简体繁体 English

CPU绑定应用程序与IO绑定

[英]CPU bound applications vs. IO bound

原文 2009-10-26 05:36:51 1 2 language-agnostic/ data-processing

For 'number-crunching' style applications that use alot of data (reads: "hundreds of MB, but not into GB" ie, it will fit nicely into memory beside the OS), does it make sense to read all your data into memory first before starting processing to avoid potentially making your program IO bound while reading large related datasets, instead loading them from RAM? 对于使用大量数据的“数字运算”风格的应用程序（读取：“数百MB，但不是GB”，即它可以很好地适应操作系统旁边的内存），将所有数据读入内存是否有意义首先在开始处理之前避免在读取大型相关数据集时可能使程序IO绑定，而是从RAM中加载它们？

Does this answer change between using different data backings? 这个答案在使用不同的数据支持之间是否有所改变 ie, would the answer be the same irrespective of if you were using XML files, flat files, a full DBMS, etc? 也就是说，无论你使用的是XML文件，平面文件，完整的DBMS等，答案都是一样的吗？

2 个解决方案

Your program is as fast as whatever its bottleneck is. 你的程序和它的瓶颈一样快。 It makes sense to do things like storing your data in memory if that improves the overall performance. 如果可以提高整体性能，那么将数据存储在内存中是很有意义的。 There is no hard and fast rule that says it will improve performance however. 没有严格的规则表明它会提高性能。 When you fix one bottleneck, something new becomes the bottleneck. 当你修复一个瓶颈时，新的东西就成了瓶颈。 So resolving one issue may get a 1% increase in performance or 1000% depending on what the next bottleneck is. 因此，解决一个问题可能会使性能提高1％或1000％，具体取决于下一个瓶颈。 The thing you're improving may still be the bottleneck. 你正在改进的东西可能仍然是瓶颈。

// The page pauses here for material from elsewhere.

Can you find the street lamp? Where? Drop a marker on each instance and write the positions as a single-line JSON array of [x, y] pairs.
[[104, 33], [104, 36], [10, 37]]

I think about these things as generally fitting into one of three levels: 我认为这些东西通常适合三个层次之一：

Eager. 急于。 When you need something from disk or from a network or the result of a calculation you go and get or do it. 当您需要来自磁盘或网络的东西或计算结果时，您可以去做或做。 This is the simplest to program, the easiest to test and debug but the worst for performance. 这是最简单的编程，最容易测试和调试，但性能最差。 This is fine so long as this aspect isn't the bottleneck; 只要这方面不是瓶颈，这就没问题;
Lazy. 懒。 Once you've done a particular read or calculation don't do it again for some period of time that may be anything from a few milliseconds to forever. 一旦你完成了特定的读取或计算，就不要再做一段时间，可能是从几毫秒到永远。 This can add a lot of complexity to your program but if the read or calculation is expensive, can reap enormous benefits; 这会给您的程序增加很多复杂性，但如果读取或计算费用昂贵，可以获得巨大的收益; and 和
Over-eager. 过于急切。 This is much like a combination of the previous two. 这很像前两者的组合。 Results are cached but instead of doing the read or calculation or requested there is a certain amount of preemptive activity to anticipate what you might want. 结果是缓存的，但不是进行读取或计算或请求，而是有一定数量的抢先活动来预测您可能需要的内容。 Like if you read 10K from a file, there is a reasonably high likelihood that you might later want the next 10K block. 就像你从一个文件中读取10K一样，你很可能以后想要下一个10K块。 Rather than delay execution you get it just in case it's requested. 而不是延迟执行，你得到它，以防万一它的请求。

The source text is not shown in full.